2月12日午前8時ごろ、北朝鮮は北西部から東に向けて弾道ミサイルを発射、500km飛翔した後に日本海に着弾しました。北朝鮮国営メディアは戦略弾道ミサイル「北極星2号」の実験が成功したと発表しています。

「北極星1号(西側コードネームKN-11)」は潜水艦発射弾道ミサイル(SLBM)であり、これを地上発射型に改良した派生型が今回試験発射された北極星2号になります。そして北極星シリーズは固体燃料式の弾道ミサイルです。つまり液体燃料式のノドンやムスダンとは全く別種の弾道ミサイルであり、液体燃料を充填する待機時間が無く即時発射できる固体燃料式の弾道ミサイルは、発射前に空爆で狩り切ることが非常に困難になります。将来これが量産化され旧型の弾道ミサイルを置き換えていった場合、脅威は格段に高まることになるでしょう。

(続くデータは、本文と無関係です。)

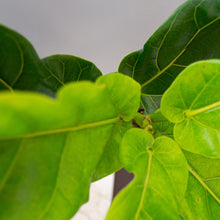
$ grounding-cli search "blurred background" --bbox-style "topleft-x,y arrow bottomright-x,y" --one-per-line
1,0 -> 185,219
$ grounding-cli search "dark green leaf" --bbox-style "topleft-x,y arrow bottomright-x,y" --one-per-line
0,24 -> 101,96
149,109 -> 174,139
106,128 -> 188,220
161,60 -> 220,157
118,50 -> 142,78
141,95 -> 162,114
0,73 -> 140,220
119,0 -> 220,112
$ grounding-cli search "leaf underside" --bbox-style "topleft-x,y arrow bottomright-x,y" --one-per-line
0,73 -> 141,220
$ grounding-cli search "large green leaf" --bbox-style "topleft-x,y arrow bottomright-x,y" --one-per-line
0,73 -> 140,220
0,24 -> 101,96
106,128 -> 188,220
119,0 -> 220,112
161,60 -> 220,157
180,151 -> 220,219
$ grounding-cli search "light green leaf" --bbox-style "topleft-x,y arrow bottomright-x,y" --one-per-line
106,128 -> 188,220
119,0 -> 220,112
93,73 -> 141,180
0,73 -> 140,220
161,60 -> 220,157
0,24 -> 101,96
180,151 -> 220,219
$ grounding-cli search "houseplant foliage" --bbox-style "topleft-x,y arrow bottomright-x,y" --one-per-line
0,0 -> 220,219
106,60 -> 220,219
119,0 -> 220,113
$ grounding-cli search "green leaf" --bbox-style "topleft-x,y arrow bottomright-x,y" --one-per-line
161,60 -> 220,157
41,55 -> 102,89
0,73 -> 140,220
148,109 -> 174,139
141,95 -> 162,114
119,0 -> 220,111
0,24 -> 101,96
119,50 -> 162,114
106,128 -> 188,220
93,73 -> 141,180
118,50 -> 142,79
92,121 -> 133,181
180,151 -> 220,219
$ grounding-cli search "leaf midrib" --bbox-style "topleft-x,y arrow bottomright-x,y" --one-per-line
185,101 -> 220,118
141,13 -> 220,90
188,164 -> 220,204
37,133 -> 70,220
0,116 -> 121,214
0,116 -> 120,141
135,151 -> 153,220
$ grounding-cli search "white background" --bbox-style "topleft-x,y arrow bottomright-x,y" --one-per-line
1,0 -> 185,219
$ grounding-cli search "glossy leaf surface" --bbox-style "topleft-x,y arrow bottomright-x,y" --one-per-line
119,0 -> 220,111
180,151 -> 220,219
0,25 -> 101,96
161,60 -> 220,157
106,128 -> 188,220
0,73 -> 140,220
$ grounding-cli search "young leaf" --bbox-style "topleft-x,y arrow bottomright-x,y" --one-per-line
0,25 -> 101,96
0,73 -> 140,220
119,0 -> 220,111
161,60 -> 220,157
180,151 -> 220,219
106,128 -> 188,220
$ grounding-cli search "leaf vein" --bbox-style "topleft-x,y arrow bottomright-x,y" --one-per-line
0,78 -> 14,92
0,117 -> 120,141
135,151 -> 152,220
188,72 -> 219,111
37,133 -> 70,220
155,10 -> 181,72
0,140 -> 23,194
188,164 -> 220,204
141,15 -> 220,89
9,35 -> 24,87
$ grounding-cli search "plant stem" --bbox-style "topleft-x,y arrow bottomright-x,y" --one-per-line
185,101 -> 220,117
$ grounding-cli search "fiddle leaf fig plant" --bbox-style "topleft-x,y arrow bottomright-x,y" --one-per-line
106,60 -> 220,220
0,0 -> 220,219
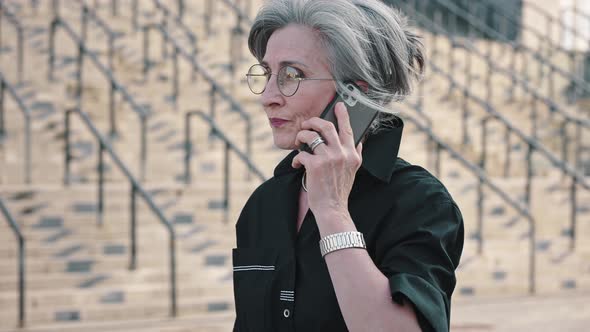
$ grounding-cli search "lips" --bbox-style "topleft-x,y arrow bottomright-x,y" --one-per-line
269,118 -> 289,128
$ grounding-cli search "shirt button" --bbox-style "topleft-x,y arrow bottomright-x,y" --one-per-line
283,309 -> 290,318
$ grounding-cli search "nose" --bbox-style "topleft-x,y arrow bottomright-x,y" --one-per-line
260,74 -> 285,109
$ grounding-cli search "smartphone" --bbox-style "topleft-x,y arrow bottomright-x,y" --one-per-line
299,82 -> 379,154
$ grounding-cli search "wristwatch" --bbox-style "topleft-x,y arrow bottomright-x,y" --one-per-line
319,231 -> 366,257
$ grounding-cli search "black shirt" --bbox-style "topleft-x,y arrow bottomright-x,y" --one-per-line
233,119 -> 464,332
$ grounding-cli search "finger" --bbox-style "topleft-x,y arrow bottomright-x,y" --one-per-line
301,117 -> 340,147
292,151 -> 311,169
294,130 -> 328,154
356,141 -> 363,157
335,102 -> 355,148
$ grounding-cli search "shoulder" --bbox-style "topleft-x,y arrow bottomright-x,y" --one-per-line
237,176 -> 277,216
388,158 -> 459,215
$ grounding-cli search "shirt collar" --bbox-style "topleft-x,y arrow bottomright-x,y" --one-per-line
273,116 -> 404,183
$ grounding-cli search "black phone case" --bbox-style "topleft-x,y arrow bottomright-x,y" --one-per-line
299,83 -> 379,154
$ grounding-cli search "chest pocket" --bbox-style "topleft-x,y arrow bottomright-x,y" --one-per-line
233,248 -> 278,332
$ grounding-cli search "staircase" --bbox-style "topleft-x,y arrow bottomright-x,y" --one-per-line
0,0 -> 589,330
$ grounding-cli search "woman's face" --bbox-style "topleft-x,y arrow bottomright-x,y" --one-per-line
260,24 -> 336,150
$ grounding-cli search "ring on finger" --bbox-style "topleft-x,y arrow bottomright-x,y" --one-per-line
309,136 -> 325,152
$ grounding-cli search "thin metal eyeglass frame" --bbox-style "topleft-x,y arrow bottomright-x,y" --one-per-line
246,64 -> 334,97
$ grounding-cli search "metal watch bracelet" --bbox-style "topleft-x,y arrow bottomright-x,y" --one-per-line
319,231 -> 366,257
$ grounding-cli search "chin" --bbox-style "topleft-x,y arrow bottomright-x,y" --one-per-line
273,135 -> 296,150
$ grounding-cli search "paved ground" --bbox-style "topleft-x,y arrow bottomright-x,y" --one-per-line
451,291 -> 590,331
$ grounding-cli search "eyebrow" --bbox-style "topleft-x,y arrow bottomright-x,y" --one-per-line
260,60 -> 309,69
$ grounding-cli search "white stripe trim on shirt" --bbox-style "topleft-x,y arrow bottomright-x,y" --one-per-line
233,265 -> 275,272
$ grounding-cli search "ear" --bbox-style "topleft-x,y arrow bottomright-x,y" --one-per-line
354,80 -> 369,93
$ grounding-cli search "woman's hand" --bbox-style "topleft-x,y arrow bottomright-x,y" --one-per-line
292,102 -> 363,218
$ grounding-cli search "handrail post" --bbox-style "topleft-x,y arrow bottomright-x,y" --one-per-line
434,143 -> 441,178
478,117 -> 489,255
109,82 -> 118,138
574,123 -> 581,171
209,85 -> 216,148
0,200 -> 27,328
184,112 -> 192,184
0,81 -> 5,141
508,44 -> 517,102
568,50 -> 576,103
190,35 -> 197,82
503,125 -> 511,177
81,5 -> 88,44
111,0 -> 118,17
172,45 -> 179,106
0,10 -> 3,56
25,113 -> 31,184
161,12 -> 168,60
560,121 -> 569,181
570,179 -> 577,251
223,141 -> 230,224
64,109 -> 72,185
525,143 -> 533,208
130,185 -> 137,270
17,25 -> 24,84
142,25 -> 150,81
530,96 -> 538,140
52,0 -> 59,18
76,44 -> 84,110
140,115 -> 147,182
204,0 -> 213,37
108,34 -> 115,72
519,47 -> 528,101
529,214 -> 536,295
132,0 -> 138,32
446,12 -> 456,99
461,88 -> 469,146
18,232 -> 25,327
98,142 -> 105,227
177,0 -> 184,23
169,231 -> 177,317
48,18 -> 58,81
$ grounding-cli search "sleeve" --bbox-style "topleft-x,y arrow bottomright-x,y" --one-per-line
375,200 -> 464,332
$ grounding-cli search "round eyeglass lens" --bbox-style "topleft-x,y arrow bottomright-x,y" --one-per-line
278,66 -> 301,97
247,65 -> 269,94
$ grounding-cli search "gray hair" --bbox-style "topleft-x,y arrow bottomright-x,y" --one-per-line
248,0 -> 425,134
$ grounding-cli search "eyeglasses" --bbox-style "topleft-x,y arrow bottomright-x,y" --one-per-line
246,64 -> 335,97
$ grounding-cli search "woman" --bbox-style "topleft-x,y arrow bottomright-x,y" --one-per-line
233,0 -> 464,331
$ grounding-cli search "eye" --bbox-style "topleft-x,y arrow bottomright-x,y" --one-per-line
283,66 -> 303,80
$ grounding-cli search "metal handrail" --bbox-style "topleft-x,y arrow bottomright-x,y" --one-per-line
560,5 -> 590,24
402,1 -> 590,167
0,72 -> 32,184
0,198 -> 26,327
430,0 -> 590,98
520,0 -> 590,45
64,107 -> 177,316
399,110 -> 537,294
0,2 -> 25,83
427,58 -> 589,250
397,0 -> 589,250
525,0 -> 590,39
428,59 -> 589,188
152,0 -> 197,61
76,0 -> 118,40
75,1 -> 125,139
410,1 -> 590,125
185,110 -> 266,223
219,0 -> 253,27
49,17 -> 151,180
474,0 -> 587,60
142,23 -> 253,179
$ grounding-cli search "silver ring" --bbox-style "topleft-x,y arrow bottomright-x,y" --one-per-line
309,136 -> 325,152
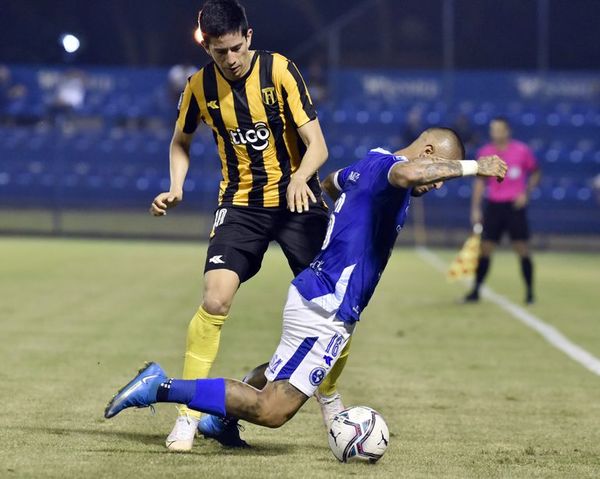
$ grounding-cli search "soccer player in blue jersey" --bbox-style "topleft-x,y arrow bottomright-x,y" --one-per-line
105,128 -> 507,431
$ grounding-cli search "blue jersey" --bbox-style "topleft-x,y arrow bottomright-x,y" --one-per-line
292,148 -> 412,323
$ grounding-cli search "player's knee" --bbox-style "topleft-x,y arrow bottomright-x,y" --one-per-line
202,294 -> 232,316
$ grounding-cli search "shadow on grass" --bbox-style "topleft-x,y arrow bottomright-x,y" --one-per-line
16,425 -> 298,457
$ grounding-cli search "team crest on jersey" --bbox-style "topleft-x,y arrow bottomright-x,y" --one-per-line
309,367 -> 326,386
261,87 -> 276,105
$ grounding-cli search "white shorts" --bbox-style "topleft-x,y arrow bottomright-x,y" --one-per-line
264,285 -> 355,397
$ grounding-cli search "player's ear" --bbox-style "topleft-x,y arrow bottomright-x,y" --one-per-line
200,40 -> 210,55
245,28 -> 253,48
424,144 -> 434,155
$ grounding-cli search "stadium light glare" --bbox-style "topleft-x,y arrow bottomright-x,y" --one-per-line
61,34 -> 80,54
193,27 -> 204,44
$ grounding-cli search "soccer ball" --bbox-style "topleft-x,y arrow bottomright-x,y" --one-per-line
327,406 -> 389,463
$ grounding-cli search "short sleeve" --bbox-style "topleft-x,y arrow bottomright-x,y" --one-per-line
523,145 -> 538,172
334,167 -> 352,190
280,60 -> 317,128
175,80 -> 201,134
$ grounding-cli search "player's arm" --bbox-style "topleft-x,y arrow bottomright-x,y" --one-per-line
411,182 -> 443,197
150,127 -> 193,216
389,155 -> 507,188
279,58 -> 327,213
150,80 -> 201,217
514,166 -> 542,209
288,119 -> 328,212
321,170 -> 342,201
514,147 -> 542,209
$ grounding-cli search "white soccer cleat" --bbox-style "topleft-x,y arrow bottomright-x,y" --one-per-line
315,391 -> 345,427
165,414 -> 199,452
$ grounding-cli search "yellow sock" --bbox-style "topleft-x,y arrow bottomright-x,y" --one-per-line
178,306 -> 228,419
318,337 -> 352,397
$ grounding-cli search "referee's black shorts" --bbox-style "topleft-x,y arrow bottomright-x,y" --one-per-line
482,200 -> 530,243
204,204 -> 329,283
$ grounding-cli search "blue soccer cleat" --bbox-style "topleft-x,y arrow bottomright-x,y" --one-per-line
198,414 -> 248,448
104,362 -> 167,419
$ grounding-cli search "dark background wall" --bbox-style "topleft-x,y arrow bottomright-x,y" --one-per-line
1,0 -> 599,69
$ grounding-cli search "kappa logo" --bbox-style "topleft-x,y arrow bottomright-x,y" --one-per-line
209,255 -> 225,264
261,87 -> 276,105
348,171 -> 360,182
207,100 -> 219,109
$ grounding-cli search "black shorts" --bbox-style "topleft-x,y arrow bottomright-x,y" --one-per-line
482,201 -> 530,243
204,205 -> 329,283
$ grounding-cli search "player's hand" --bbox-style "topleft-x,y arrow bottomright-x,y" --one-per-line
287,174 -> 317,213
411,182 -> 443,197
471,208 -> 482,226
477,155 -> 507,183
150,190 -> 183,216
513,192 -> 528,209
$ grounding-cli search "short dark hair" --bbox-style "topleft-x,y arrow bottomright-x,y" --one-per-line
426,127 -> 466,161
198,0 -> 249,42
491,116 -> 511,129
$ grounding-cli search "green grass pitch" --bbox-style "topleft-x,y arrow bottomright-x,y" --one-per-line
1,237 -> 599,478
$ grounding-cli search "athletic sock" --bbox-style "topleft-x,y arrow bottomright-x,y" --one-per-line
474,256 -> 491,292
157,379 -> 196,404
179,306 -> 228,419
157,378 -> 227,417
520,256 -> 534,295
318,337 -> 352,397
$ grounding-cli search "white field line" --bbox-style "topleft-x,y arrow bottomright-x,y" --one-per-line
416,247 -> 600,377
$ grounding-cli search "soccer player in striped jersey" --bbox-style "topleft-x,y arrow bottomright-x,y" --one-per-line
147,0 -> 348,451
105,129 -> 508,442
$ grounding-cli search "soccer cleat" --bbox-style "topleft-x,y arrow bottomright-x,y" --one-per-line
463,289 -> 480,303
315,391 -> 345,427
104,362 -> 166,419
525,292 -> 535,305
165,414 -> 199,452
198,414 -> 248,448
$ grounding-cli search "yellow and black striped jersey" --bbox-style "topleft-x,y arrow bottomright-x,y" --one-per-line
176,50 -> 322,208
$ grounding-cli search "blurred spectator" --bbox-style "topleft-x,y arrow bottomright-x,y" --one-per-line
451,113 -> 480,154
0,64 -> 28,124
168,63 -> 197,102
49,69 -> 86,127
403,106 -> 424,144
307,57 -> 328,104
593,174 -> 600,205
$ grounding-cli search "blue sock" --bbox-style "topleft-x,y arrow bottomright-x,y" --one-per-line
156,378 -> 227,417
188,378 -> 227,417
156,379 -> 196,404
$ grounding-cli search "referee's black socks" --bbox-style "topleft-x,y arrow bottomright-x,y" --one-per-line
475,256 -> 491,292
520,256 -> 534,302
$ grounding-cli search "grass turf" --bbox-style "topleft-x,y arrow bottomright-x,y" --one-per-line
1,237 -> 599,478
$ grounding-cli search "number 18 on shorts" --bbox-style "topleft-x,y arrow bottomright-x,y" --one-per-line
264,285 -> 355,397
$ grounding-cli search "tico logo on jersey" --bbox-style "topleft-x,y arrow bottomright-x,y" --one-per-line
229,122 -> 271,151
261,87 -> 276,105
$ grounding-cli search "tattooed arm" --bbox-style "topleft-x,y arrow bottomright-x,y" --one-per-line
389,155 -> 507,189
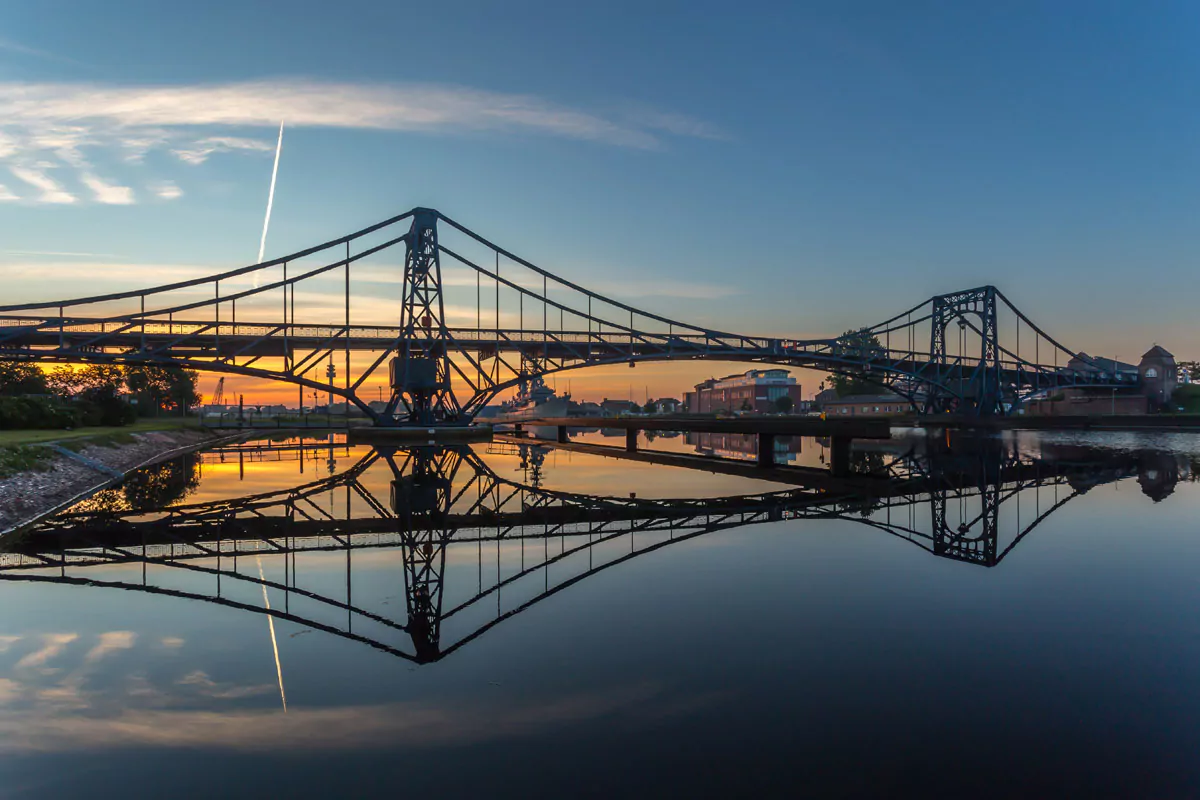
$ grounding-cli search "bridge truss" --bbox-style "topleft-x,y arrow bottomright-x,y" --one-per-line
0,208 -> 1133,423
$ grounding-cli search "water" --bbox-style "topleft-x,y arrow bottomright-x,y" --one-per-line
1,431 -> 1199,798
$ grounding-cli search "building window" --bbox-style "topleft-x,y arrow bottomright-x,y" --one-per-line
862,406 -> 869,413
1145,367 -> 1158,378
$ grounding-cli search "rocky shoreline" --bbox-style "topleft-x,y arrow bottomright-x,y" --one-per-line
0,429 -> 221,533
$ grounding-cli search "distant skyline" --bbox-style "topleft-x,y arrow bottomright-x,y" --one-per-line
2,1 -> 1197,402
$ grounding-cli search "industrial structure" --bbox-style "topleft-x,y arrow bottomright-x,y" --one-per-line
0,207 -> 1134,425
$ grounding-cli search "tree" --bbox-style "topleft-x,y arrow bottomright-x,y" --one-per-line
121,454 -> 201,509
774,395 -> 794,414
829,329 -> 886,398
0,364 -> 48,396
45,365 -> 81,397
74,365 -> 125,394
125,365 -> 201,416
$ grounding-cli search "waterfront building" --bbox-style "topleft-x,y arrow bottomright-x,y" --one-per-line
600,399 -> 639,416
1029,344 -> 1178,415
1067,353 -> 1138,381
1025,388 -> 1147,416
1139,345 -> 1177,409
684,369 -> 801,414
646,398 -> 682,414
821,393 -> 910,418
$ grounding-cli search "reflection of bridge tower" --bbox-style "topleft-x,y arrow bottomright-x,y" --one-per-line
383,447 -> 459,661
930,481 -> 1000,566
518,444 -> 546,489
387,210 -> 461,426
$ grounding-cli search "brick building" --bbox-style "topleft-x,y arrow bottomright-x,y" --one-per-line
1025,388 -> 1147,416
1139,345 -> 1177,409
821,393 -> 911,418
1027,345 -> 1177,415
684,369 -> 802,414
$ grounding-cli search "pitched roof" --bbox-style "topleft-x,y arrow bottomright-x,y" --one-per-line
1142,345 -> 1174,359
1072,353 -> 1137,372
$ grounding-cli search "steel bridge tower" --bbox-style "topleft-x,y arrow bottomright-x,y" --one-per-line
384,209 -> 463,426
926,287 -> 1003,416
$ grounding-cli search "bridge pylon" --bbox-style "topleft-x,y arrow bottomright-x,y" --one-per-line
384,209 -> 463,426
924,286 -> 1004,416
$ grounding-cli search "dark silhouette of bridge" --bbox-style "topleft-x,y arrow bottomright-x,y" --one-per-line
1,439 -> 1150,664
0,208 -> 1133,424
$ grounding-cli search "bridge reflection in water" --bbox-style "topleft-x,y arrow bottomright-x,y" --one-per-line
0,437 -> 1188,665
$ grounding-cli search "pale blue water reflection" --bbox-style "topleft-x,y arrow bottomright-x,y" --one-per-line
0,431 -> 1197,798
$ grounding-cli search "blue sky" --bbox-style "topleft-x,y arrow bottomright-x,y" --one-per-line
0,1 -> 1196,396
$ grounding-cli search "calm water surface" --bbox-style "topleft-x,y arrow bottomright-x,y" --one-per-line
1,430 -> 1198,798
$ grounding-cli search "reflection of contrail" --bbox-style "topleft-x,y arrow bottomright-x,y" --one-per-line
256,552 -> 288,713
254,121 -> 284,285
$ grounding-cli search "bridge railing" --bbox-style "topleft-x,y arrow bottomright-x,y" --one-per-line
0,207 -> 1133,419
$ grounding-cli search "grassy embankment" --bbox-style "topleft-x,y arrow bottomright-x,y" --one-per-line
0,418 -> 205,480
0,417 -> 201,447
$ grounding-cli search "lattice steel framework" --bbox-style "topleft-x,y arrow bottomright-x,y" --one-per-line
0,209 -> 1134,423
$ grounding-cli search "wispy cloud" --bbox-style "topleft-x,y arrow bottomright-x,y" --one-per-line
0,80 -> 721,148
10,166 -> 75,204
0,36 -> 83,66
0,79 -> 723,205
14,633 -> 78,673
598,278 -> 739,301
1,250 -> 117,257
0,183 -> 16,201
80,172 -> 134,204
83,631 -> 136,664
150,180 -> 183,200
172,136 -> 274,165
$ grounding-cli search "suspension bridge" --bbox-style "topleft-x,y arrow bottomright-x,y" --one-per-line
1,440 -> 1148,663
0,208 -> 1134,425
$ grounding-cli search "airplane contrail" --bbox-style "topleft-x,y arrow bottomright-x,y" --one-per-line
256,121 -> 285,268
256,551 -> 288,713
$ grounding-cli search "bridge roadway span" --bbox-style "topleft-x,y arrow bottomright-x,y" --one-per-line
0,318 -> 1073,391
0,207 -> 1132,422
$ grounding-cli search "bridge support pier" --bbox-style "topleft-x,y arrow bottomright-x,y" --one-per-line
625,428 -> 638,452
557,425 -> 568,444
757,433 -> 775,468
830,437 -> 851,477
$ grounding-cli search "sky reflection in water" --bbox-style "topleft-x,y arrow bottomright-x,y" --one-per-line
0,430 -> 1198,798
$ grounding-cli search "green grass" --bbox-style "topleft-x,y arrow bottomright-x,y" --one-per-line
0,445 -> 54,480
59,432 -> 137,451
0,417 -> 201,446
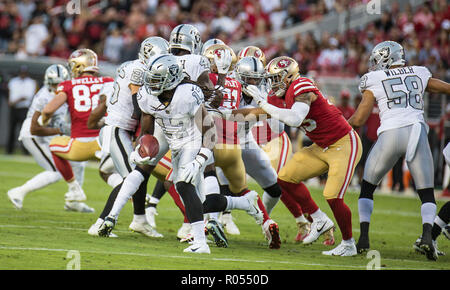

今回の発射試験で北極星2号は水平距離500km、最大到達高度550kmを飛行しました。これはロフテッド軌道(山なりの弾道)で打ち上げたもので、通常の弾道で発射した場合には最大射程が1000~1200kmになります。北朝鮮が発表した「中長距離」には及びませんしICBMには程遠いですが、ノドンと同等の射程を持ち日本を攻撃する気なら既に十分な性能が備わっています。そして北極星2号の試験で得られた成果をもとに固体燃料式のICBMを完成させ、アメリカに対する抑止力とする計画が続いています。